Casas não faltam, falta atitude: a verdade incómoda da crise da habitação
O problema da habitação na Madeira não é apenas uma questão de mercado, é um problema de coragem e atitude dos políticos. Em Santa Cruz, o preço médio por metro quadrado atingiu, em julho de 2025, máximos de 2415€/m2, um aumento de 22,7% face a 2024, o maior aumento da Região. Estes valores ilustram o problema estrutural que temos em mãos, que ameaça famílias inteiras, as novas gerações e a própria coesão social.
As causas estão identificadas por poucos, mas incompreendidas por muitos e vão destes fatores macroeconómicos a matérias micro. O crédito de fácil acesso, totalmente proveniente da banca, alimenta exponencialmente a inflação e pressiona o preço das casas, sobretudo num mercado insular como o nosso. A esmagadora maioria do dinheiro em transação é gerada pelos bancos e não pelos estados, sim. Enfim, talvez um bom tema para o próximo mês. Junta-se a tudo isto a escassez de solo urbanizável, os custos elevados da construção, a procura turística crescente e o investimento estrangeiro. O resultado é a tempestade perfeita que empurra a habitação como produto financeiro especulativo, empurrando a maioria para fora dessa lógica.
Mas, o problema não é apenas económico, também é político. No Funchal, a título de exemplo, foram identificados até ao momento mais de 400 prédios devolutos, cerca de 600 edifícios sem uso, grande parte destes no centro histórico da cidade. Só na Rua da Carreira, totalizam 41 imóveis que podiam ser requalificados e colocados no mercado. Bem não sou autarca pelo Funchal, nem nunca vivi lá, mas tenho quase a certeza que há muitos que nem se deram ao trabalho de diagnosticar aprofundadamente este assunto.
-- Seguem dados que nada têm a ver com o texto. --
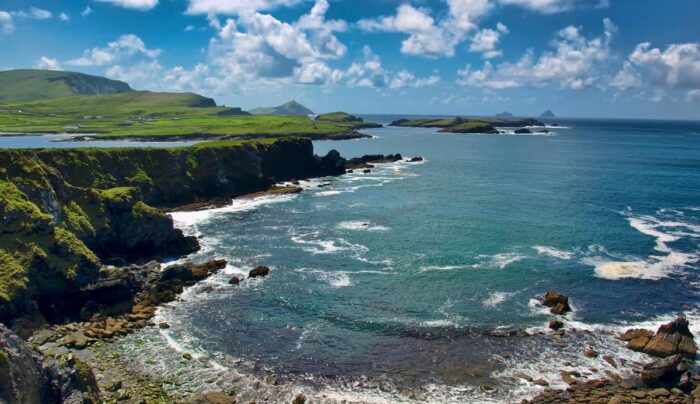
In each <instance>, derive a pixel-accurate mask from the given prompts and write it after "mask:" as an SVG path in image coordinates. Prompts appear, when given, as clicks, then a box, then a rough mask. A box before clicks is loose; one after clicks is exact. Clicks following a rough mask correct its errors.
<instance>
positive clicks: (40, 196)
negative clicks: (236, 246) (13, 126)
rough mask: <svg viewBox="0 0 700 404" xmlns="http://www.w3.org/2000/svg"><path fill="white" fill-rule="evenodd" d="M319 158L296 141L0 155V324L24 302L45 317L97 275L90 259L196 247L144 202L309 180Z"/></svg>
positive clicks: (71, 150) (181, 232)
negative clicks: (1, 267) (60, 301)
mask: <svg viewBox="0 0 700 404" xmlns="http://www.w3.org/2000/svg"><path fill="white" fill-rule="evenodd" d="M322 162H323V160H321V161H319V160H317V159H316V158H315V156H314V155H313V146H312V144H311V142H310V141H309V140H308V139H299V138H285V139H279V140H274V139H266V140H261V141H240V140H229V141H220V142H210V143H204V144H201V145H197V146H193V147H186V148H162V149H161V148H159V149H143V148H115V149H99V148H94V149H91V148H87V149H30V150H18V149H14V150H0V265H1V266H2V269H3V270H2V271H0V273H1V275H0V320H2V321H5V320H7V319H9V318H12V317H14V316H16V315H17V314H18V313H19V312H20V311H22V310H26V309H27V303H31V302H34V303H36V305H37V307H38V309H39V310H40V311H41V312H42V314H45V315H46V316H48V317H50V316H51V315H54V314H55V313H53V311H54V309H55V305H56V303H57V301H58V300H60V297H61V296H63V295H67V294H70V293H74V292H76V291H78V290H80V289H81V288H82V287H84V286H85V285H87V284H89V283H91V282H94V281H95V280H96V279H98V278H99V277H100V276H101V272H100V271H99V266H100V260H102V261H108V262H115V263H121V262H123V261H144V260H149V259H153V258H158V257H177V256H180V255H182V254H186V253H190V252H193V251H196V250H197V249H198V244H197V241H196V239H195V238H191V237H185V236H184V235H183V234H182V232H181V231H179V230H176V229H174V228H173V223H172V219H171V218H170V217H169V216H167V215H166V214H165V213H164V212H163V211H161V210H160V209H157V208H155V207H153V206H175V205H181V204H187V203H192V202H196V201H201V200H207V199H209V198H215V197H233V196H237V195H241V194H244V193H248V192H254V191H259V190H261V189H265V188H266V187H268V186H269V185H271V184H273V183H274V182H276V181H279V180H287V179H291V178H303V177H308V176H311V175H314V174H315V173H317V172H318V170H321V169H322V168H321V167H322V165H321V163H322ZM329 167H330V166H329ZM331 168H332V167H331ZM324 170H325V168H324ZM98 257H99V258H98Z"/></svg>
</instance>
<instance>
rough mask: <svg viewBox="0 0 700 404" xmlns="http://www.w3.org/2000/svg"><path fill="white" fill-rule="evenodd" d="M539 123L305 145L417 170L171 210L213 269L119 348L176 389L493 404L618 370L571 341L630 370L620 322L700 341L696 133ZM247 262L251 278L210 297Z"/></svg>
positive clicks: (673, 124)
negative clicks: (186, 352) (217, 389)
mask: <svg viewBox="0 0 700 404" xmlns="http://www.w3.org/2000/svg"><path fill="white" fill-rule="evenodd" d="M365 118H366V119H367V120H372V121H378V122H383V123H387V122H389V121H391V120H393V119H397V118H398V117H396V116H392V117H384V116H367V117H365ZM546 123H547V124H548V125H553V124H556V125H557V126H551V127H550V128H549V130H550V131H551V132H550V133H549V134H546V135H544V134H537V135H472V134H442V133H438V132H437V131H436V130H433V129H415V128H394V127H385V128H382V129H374V130H368V131H366V133H369V134H371V135H373V136H374V138H373V139H366V140H352V141H339V142H316V143H315V150H316V152H317V154H325V153H326V152H328V151H329V150H331V149H337V150H339V151H340V152H341V154H342V155H344V156H347V157H353V156H360V155H363V154H376V153H385V154H388V153H401V154H402V155H403V156H405V157H413V156H422V157H424V159H425V160H424V161H423V162H421V163H408V162H405V161H403V162H397V163H391V164H379V165H377V166H376V167H375V168H374V169H373V170H372V172H371V173H369V174H363V173H361V172H355V173H352V174H347V175H344V176H341V177H336V178H323V179H315V180H311V181H302V185H303V186H304V188H305V191H304V192H302V193H301V194H299V195H288V196H278V197H263V198H258V199H252V200H239V201H235V202H234V203H233V205H231V206H229V207H225V208H220V209H215V210H211V211H203V212H191V213H176V214H174V219H175V221H176V223H177V224H178V226H180V227H181V228H183V229H184V230H185V231H186V232H188V233H190V234H197V235H200V236H201V243H202V245H203V246H204V250H203V251H202V252H201V253H200V254H198V255H197V256H195V257H193V258H194V259H196V260H204V259H209V258H213V257H221V258H225V259H227V260H228V261H229V263H230V264H229V267H228V268H227V269H226V270H225V271H224V273H221V274H219V275H217V276H215V277H214V278H212V279H210V280H209V281H207V282H205V283H203V284H201V285H198V286H196V287H193V288H192V289H190V290H188V291H187V292H186V293H185V295H184V300H183V301H181V302H178V303H176V304H173V305H172V306H169V307H166V308H164V309H163V310H161V311H160V313H159V319H158V321H166V322H168V323H169V324H171V326H172V327H171V328H170V329H167V330H159V329H148V330H145V331H143V332H142V333H140V334H138V335H135V336H131V337H128V338H127V339H125V340H123V341H122V342H121V344H122V347H123V349H124V350H127V351H128V350H133V351H137V352H139V353H140V354H141V357H142V358H143V359H142V360H141V362H139V363H137V364H136V365H137V366H140V367H143V368H144V369H146V370H148V371H152V372H154V373H155V374H158V375H162V376H164V377H168V378H176V379H178V380H179V381H178V383H177V384H176V385H173V386H171V387H169V388H170V389H171V390H172V391H175V392H183V394H185V393H186V392H187V391H188V389H189V390H190V391H194V390H197V389H200V390H201V389H202V388H203V387H202V386H205V387H206V386H207V385H211V387H212V389H215V388H216V389H219V388H224V387H226V388H228V387H230V388H235V389H237V391H238V392H239V395H240V397H241V398H242V399H246V397H250V398H255V397H257V398H258V399H259V398H260V397H267V398H268V399H269V400H270V401H272V402H278V401H282V400H288V399H289V398H290V397H293V394H295V393H298V392H301V391H304V392H305V394H306V395H307V397H310V398H312V399H314V400H315V402H335V401H340V400H347V401H348V402H404V401H405V402H413V401H417V402H425V401H428V402H483V401H494V402H503V401H519V400H520V399H521V398H523V397H528V396H532V395H534V394H536V393H537V392H538V391H539V390H541V389H542V387H539V386H536V385H534V384H532V383H529V382H527V381H525V380H523V379H522V378H519V377H517V373H518V372H525V373H528V374H529V375H531V376H533V377H534V378H539V377H543V378H546V379H547V380H549V381H550V383H552V385H553V386H555V387H556V386H565V384H564V383H563V382H560V381H559V380H560V379H559V377H560V376H559V371H560V370H562V369H569V370H572V369H578V370H580V371H581V372H583V373H584V374H587V375H589V376H590V377H595V376H602V375H603V372H604V371H605V370H612V371H616V372H624V370H619V369H614V368H613V367H611V366H610V365H609V364H608V363H607V362H605V361H603V360H602V359H600V358H588V357H585V356H584V355H583V354H582V352H583V351H584V350H585V349H587V348H589V347H593V348H594V349H596V350H597V351H598V352H600V353H601V355H605V354H609V355H611V356H613V357H614V358H616V360H618V359H620V358H624V359H626V360H627V361H628V363H632V364H633V365H632V367H634V366H637V365H634V363H635V361H639V362H644V360H645V359H644V356H643V355H641V354H637V353H634V352H631V351H628V350H626V348H624V346H623V345H622V343H621V342H620V341H618V340H616V339H615V336H616V333H617V332H619V331H620V330H624V329H626V328H629V327H639V326H648V327H652V326H654V327H655V326H658V324H660V323H662V322H663V321H665V320H667V319H669V318H671V317H672V316H674V315H675V314H676V313H679V312H684V313H686V314H687V315H688V317H689V319H690V320H691V326H692V328H693V329H694V330H695V331H696V332H698V331H700V315H698V314H700V310H698V309H699V308H700V299H699V294H698V293H699V292H700V289H699V287H700V274H699V270H700V264H699V262H698V260H699V257H700V122H673V121H639V120H637V121H624V120H572V119H553V120H548V121H546ZM320 185H322V186H320ZM256 265H268V266H270V267H271V268H272V271H271V274H270V275H269V276H268V277H266V278H264V279H256V280H246V281H245V282H243V283H242V284H240V285H237V286H231V285H228V279H230V277H231V276H233V275H234V274H244V273H246V272H247V271H248V270H250V269H251V268H252V267H254V266H256ZM549 289H555V290H558V291H561V292H563V293H565V294H567V295H569V296H570V298H571V302H572V306H573V309H574V310H573V312H572V313H570V314H568V315H567V316H566V318H565V322H566V330H567V333H566V335H565V336H564V337H561V338H559V337H555V336H552V335H551V334H549V333H548V332H547V328H546V324H547V322H548V321H549V320H550V319H552V318H553V316H552V315H551V314H549V313H548V312H547V310H546V309H544V308H542V307H541V306H540V305H539V304H538V300H537V297H538V296H539V295H541V294H542V293H543V292H545V291H547V290H549ZM517 330H521V331H527V332H528V333H529V334H534V335H529V336H528V335H523V334H522V333H519V332H517ZM183 352H190V353H192V354H193V355H194V357H195V358H196V359H197V360H196V361H186V360H183V359H182V358H181V357H180V355H181V354H182V353H183ZM628 367H629V366H628ZM260 401H262V400H260Z"/></svg>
Os próximos autarcas que serão eleitos em outubro tem que compreender que têm ao seu dispor várias modalidades: podem ceder terrenos municipais a cooperativas; investir diretamente com fundos comunitários; celebrar contratos-programa com o Governo Regional, lançar plataformas digitais que incentivam os senhorios a arrendaram 20-30% abaixo do valor do mercado (por exemplo, isentam o IMI). A lei também já prevê licenciamento com prazos máximos, incumpridos na generalidade e até o deferimento táctico em caso de incumprimento. No entanto, a lentidão burocrática continua a ser a “rainha da bateria”, travando a entrada de nova oferta no mercado.
Só no quadro do PRR estão previstas na Madeira mais de 800 habitações a custos controlados até ao próximo ano. Os recursos existem, os fundos estão disponíveis, resta saber se há vontade política e atitude para aplicá-los bem. Os mecanismos legais existem, o que parece que não existe é a capacidade suficiente de muitos em transformar o diagnóstico em ação. Muitos autarcas são cúmplices deste problema. Não conhecem todo o seu património, não planeiam nem aceleram procedimentos, não fazem parte da solução. É sempre mais fácil negarmos as nossas responsabilidades para outras instâncias. É caso para dizer que casas não faltam. O que falta, demasiadas vezes, tornando-se quase regra, é a vontade de se dar ao trabalho.